She gives me a hard look. “Basically. They’re calling him a local hero. Apparently he stood up to the thief even though the man had a gun and everything. Said he overpowered him and then…nothing.”

“Nothing?”

“Nothing. That’s it. Story’s over. The end.” Mary folds the paper once and tucks it beneath her arm. She doesn’t speak to me again, not for a while, and I follow, looking warily at the buildings around us.

These brownstones are old, eighty years at least. They look like they’ve been taken straight off the streets of 1939 England. The windows are arched downward and the doors are sunk in, appearing as a row of frowning faces, and I can almost feel their sorrow as I pass. One ghost sensing another.

I cross my arms over my chest to keep from shuddering.

“Where are we going?” I ask eventually.

Mary glares at me out of the corner of her eye and I sneer back. I know she blames me for the explosion, as if I could have placed a bomb in her apartment. She seems to forget that I’ve only ever worked with cannon balls and swords.

“Somewhere we can do research,” she says, rolling her eyes at my obvious displeasure. “I wouldn’t be asking you along except you saw the body. You’d be worthless otherwise.”

“Worthless,” I drawl. “Yes, of course.”

She sighs and stomps her feet down a little harder than necessary. “What good would you do with hands that pass right through a computer?”

Point made.

“Fine.” Now it’s my turn to sigh dramatically. “When are we going to get there because this place is creepy.”

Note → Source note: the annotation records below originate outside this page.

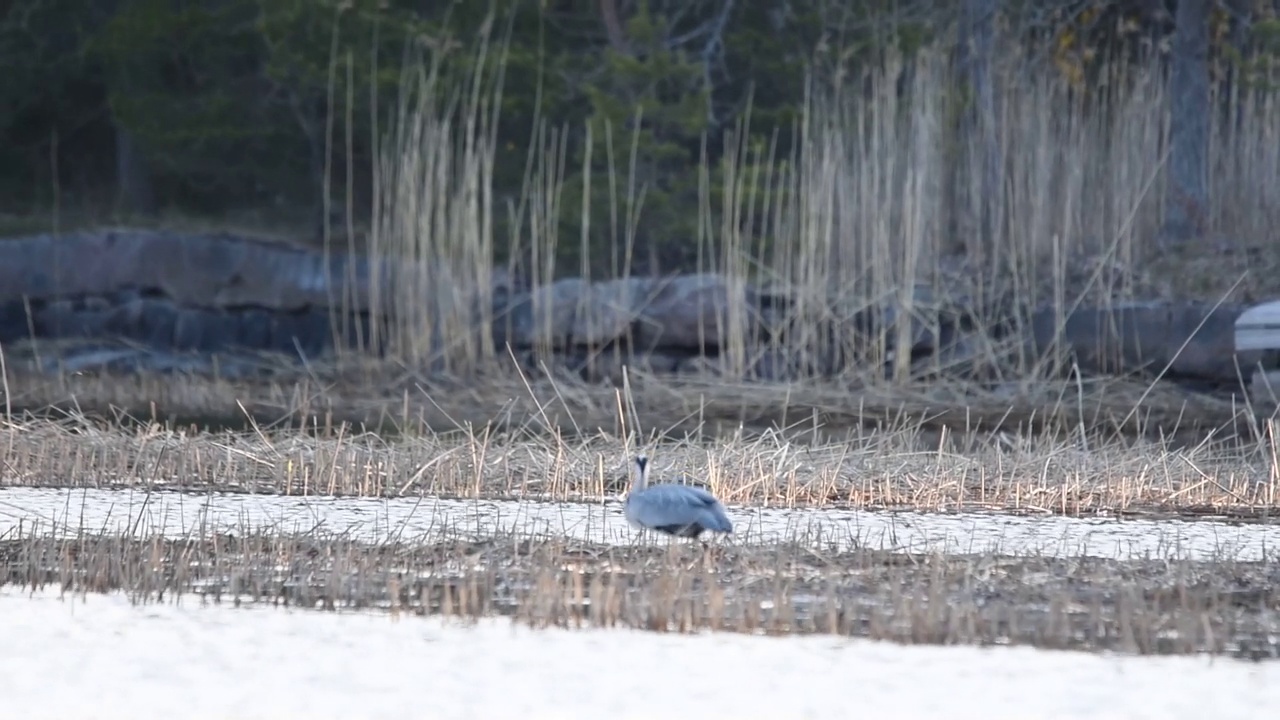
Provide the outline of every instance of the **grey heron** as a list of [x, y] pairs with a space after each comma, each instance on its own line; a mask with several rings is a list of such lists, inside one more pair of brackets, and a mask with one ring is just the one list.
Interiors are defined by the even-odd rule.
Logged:
[[704, 530], [732, 533], [733, 523], [716, 496], [692, 486], [649, 484], [649, 459], [636, 456], [636, 477], [627, 493], [623, 514], [627, 521], [678, 538], [694, 538]]

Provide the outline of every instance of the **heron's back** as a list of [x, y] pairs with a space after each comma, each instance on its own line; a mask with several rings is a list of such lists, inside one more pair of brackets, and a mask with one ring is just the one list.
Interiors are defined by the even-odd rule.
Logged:
[[716, 496], [691, 486], [649, 486], [627, 496], [625, 512], [627, 520], [646, 528], [700, 525], [707, 530], [733, 532], [733, 523]]

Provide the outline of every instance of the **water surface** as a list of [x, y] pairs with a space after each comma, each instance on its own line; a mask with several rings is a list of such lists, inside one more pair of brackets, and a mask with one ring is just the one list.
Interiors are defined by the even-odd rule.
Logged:
[[1280, 664], [832, 637], [474, 626], [0, 588], [5, 715], [1272, 717]]
[[[1117, 520], [1002, 514], [730, 507], [732, 542], [796, 539], [817, 547], [863, 543], [897, 551], [1042, 553], [1128, 559], [1276, 557], [1280, 525], [1208, 520]], [[108, 489], [3, 488], [0, 534], [137, 532], [189, 536], [321, 529], [365, 539], [429, 538], [445, 530], [563, 536], [632, 543], [617, 501], [520, 502], [443, 498], [291, 497]]]

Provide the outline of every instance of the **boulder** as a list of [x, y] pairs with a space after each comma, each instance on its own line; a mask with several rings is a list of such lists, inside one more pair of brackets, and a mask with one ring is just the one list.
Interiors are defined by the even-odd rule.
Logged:
[[[1160, 373], [1236, 382], [1240, 368], [1252, 368], [1261, 351], [1236, 352], [1235, 319], [1240, 306], [1206, 302], [1129, 302], [1111, 307], [1079, 307], [1057, 333], [1057, 313], [1032, 314], [1027, 350], [1032, 357], [1057, 345], [1088, 373]], [[1247, 370], [1245, 370], [1247, 372]]]
[[635, 342], [641, 350], [701, 350], [727, 345], [758, 322], [754, 291], [717, 273], [653, 281]]

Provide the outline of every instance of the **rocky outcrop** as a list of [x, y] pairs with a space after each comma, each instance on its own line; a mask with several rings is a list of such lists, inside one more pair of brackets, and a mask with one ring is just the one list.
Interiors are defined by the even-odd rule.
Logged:
[[[362, 258], [326, 260], [227, 234], [109, 231], [0, 241], [0, 343], [81, 341], [60, 355], [63, 370], [247, 373], [255, 365], [244, 354], [261, 351], [314, 360], [358, 346], [372, 324], [388, 320], [374, 315], [394, 309], [390, 293], [370, 297], [371, 287], [387, 287], [371, 282], [374, 269]], [[440, 297], [428, 296], [429, 284], [413, 286], [424, 288], [416, 310]], [[483, 296], [492, 301], [462, 301], [466, 324], [492, 328], [499, 352], [509, 347], [530, 372], [558, 368], [590, 380], [616, 380], [623, 368], [786, 380], [888, 373], [895, 364], [916, 375], [993, 379], [1021, 372], [1028, 360], [1057, 359], [1060, 372], [1230, 384], [1239, 368], [1252, 377], [1262, 359], [1234, 348], [1239, 306], [1148, 302], [997, 315], [922, 286], [893, 301], [838, 307], [713, 273], [568, 278], [531, 291], [495, 273], [490, 286]], [[394, 299], [413, 301], [403, 292]], [[448, 338], [430, 340], [439, 346]], [[212, 355], [244, 357], [210, 363]]]

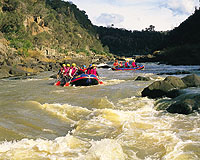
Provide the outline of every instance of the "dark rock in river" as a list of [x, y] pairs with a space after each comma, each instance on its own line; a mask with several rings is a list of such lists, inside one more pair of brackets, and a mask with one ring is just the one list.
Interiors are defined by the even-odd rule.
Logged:
[[170, 113], [190, 114], [200, 109], [200, 95], [184, 95], [167, 108]]
[[186, 88], [185, 83], [178, 77], [169, 76], [166, 77], [163, 81], [156, 81], [146, 87], [142, 91], [142, 96], [149, 98], [161, 98], [161, 97], [170, 97], [179, 95], [178, 89]]
[[163, 72], [163, 73], [158, 73], [157, 75], [180, 75], [180, 74], [190, 74], [190, 72], [189, 71]]
[[182, 81], [187, 85], [187, 87], [199, 87], [200, 77], [196, 74], [192, 74], [182, 78]]
[[150, 81], [151, 79], [149, 77], [142, 77], [138, 76], [135, 81]]

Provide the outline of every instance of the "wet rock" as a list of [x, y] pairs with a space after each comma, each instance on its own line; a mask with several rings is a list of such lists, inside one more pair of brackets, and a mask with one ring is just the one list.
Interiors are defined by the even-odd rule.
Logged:
[[182, 81], [187, 85], [187, 87], [199, 87], [200, 77], [196, 74], [188, 75], [182, 78]]
[[163, 72], [163, 73], [158, 73], [157, 75], [180, 75], [180, 74], [190, 74], [190, 72], [189, 71]]
[[57, 79], [57, 74], [51, 75], [50, 78]]
[[185, 95], [176, 99], [166, 110], [170, 113], [190, 114], [200, 109], [200, 95]]
[[9, 71], [10, 70], [7, 68], [1, 68], [0, 69], [0, 79], [9, 77], [10, 76]]
[[156, 81], [146, 87], [142, 91], [142, 96], [147, 96], [149, 98], [161, 98], [170, 96], [170, 98], [173, 98], [173, 96], [179, 95], [178, 89], [183, 89], [186, 87], [187, 86], [180, 78], [169, 76], [166, 77], [163, 81]]
[[150, 81], [151, 79], [149, 77], [142, 77], [138, 76], [135, 81]]

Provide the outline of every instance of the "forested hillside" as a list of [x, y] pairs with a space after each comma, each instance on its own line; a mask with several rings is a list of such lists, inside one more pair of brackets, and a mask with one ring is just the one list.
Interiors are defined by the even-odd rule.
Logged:
[[86, 13], [69, 2], [1, 0], [0, 17], [0, 32], [19, 54], [44, 47], [48, 53], [108, 52], [97, 39]]
[[196, 10], [166, 36], [157, 61], [169, 64], [200, 64], [200, 10]]
[[101, 42], [110, 51], [120, 56], [149, 54], [160, 49], [166, 32], [156, 32], [153, 28], [145, 31], [96, 27]]

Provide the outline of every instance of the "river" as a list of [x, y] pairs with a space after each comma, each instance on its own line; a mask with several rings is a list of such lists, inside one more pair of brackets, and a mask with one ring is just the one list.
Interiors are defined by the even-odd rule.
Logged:
[[[0, 160], [200, 159], [199, 114], [157, 111], [155, 100], [141, 97], [166, 77], [157, 73], [200, 75], [200, 66], [144, 65], [98, 69], [104, 84], [90, 87], [53, 86], [53, 72], [0, 80]], [[139, 75], [151, 81], [134, 81]]]

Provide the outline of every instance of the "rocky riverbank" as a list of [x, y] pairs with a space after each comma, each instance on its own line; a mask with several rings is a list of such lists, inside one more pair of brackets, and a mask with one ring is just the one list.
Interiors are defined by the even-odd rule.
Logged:
[[[200, 94], [185, 94], [183, 89], [189, 87], [200, 87], [200, 77], [192, 74], [183, 78], [168, 76], [163, 81], [153, 82], [142, 91], [142, 96], [159, 99], [163, 97], [171, 98], [170, 105], [159, 107], [170, 113], [191, 114], [200, 112]], [[162, 101], [162, 100], [160, 100]]]
[[105, 63], [113, 57], [90, 53], [71, 52], [68, 55], [45, 55], [40, 50], [28, 51], [28, 55], [20, 55], [17, 50], [9, 47], [9, 42], [0, 37], [0, 79], [15, 76], [32, 76], [43, 71], [58, 71], [63, 63], [76, 63], [81, 66], [90, 63]]

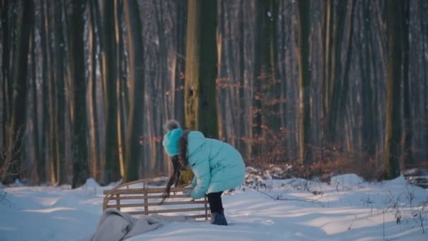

“We are here.” She turns abruptly, walking up the front steps of one of the brownstones. This one is gray with a cedar door that creaks when she puts her key in the lock. Inside, the hallway is covered in ugly pink wallpaper with a gray-white flower print shaped like demented four-leaf clovers. There is a tall, black gate that goes all the way to the ceiling, blocking our path. A silver box is attached to the gate and there are several names in different handwritings next to white buttons.

Mary presses the one next to the name Benton.

“Yes?” comes a male voice.

“Let me up,” Mary growls.

“Did you forget your umbrella again?” the voice taunts, and I can see her shoulders stiffen.

“Let us up, Randy.”

A long pause and then: “Us? What do you mean us?”

She doesn’t answer and finally there’s a surprisingly loud buzzing noise followed by a click. Mary walks forward, swinging the door open, and I slip through behind her before she can lock me out.

One long elevator ride and a dark hallway later, and we’re in front of her door. Before she can even insert her key, Randy is pulling the door aside.

“Who did you bring with you—?” He stops short, his eyes passing over me to the hallway behind Mary.

He can’t see me.

“He can’t see me?” I don’t know why I word it as a question because it’s not.

She nods as the boy continues to stare into the hall. He’s handsome, with brown hair that hangs sloppily in his face and light eyes, though their color is muddled in the dim light.

His eyes pass over me again and I suck in air. Mary turns her head ever-so-slightly to give me a strange look that says, what was that for? Dead people don’t have to breathe; it’s not as if our bodies are fully functioning. So why did I?

I shrug and she shakes her head, turning away.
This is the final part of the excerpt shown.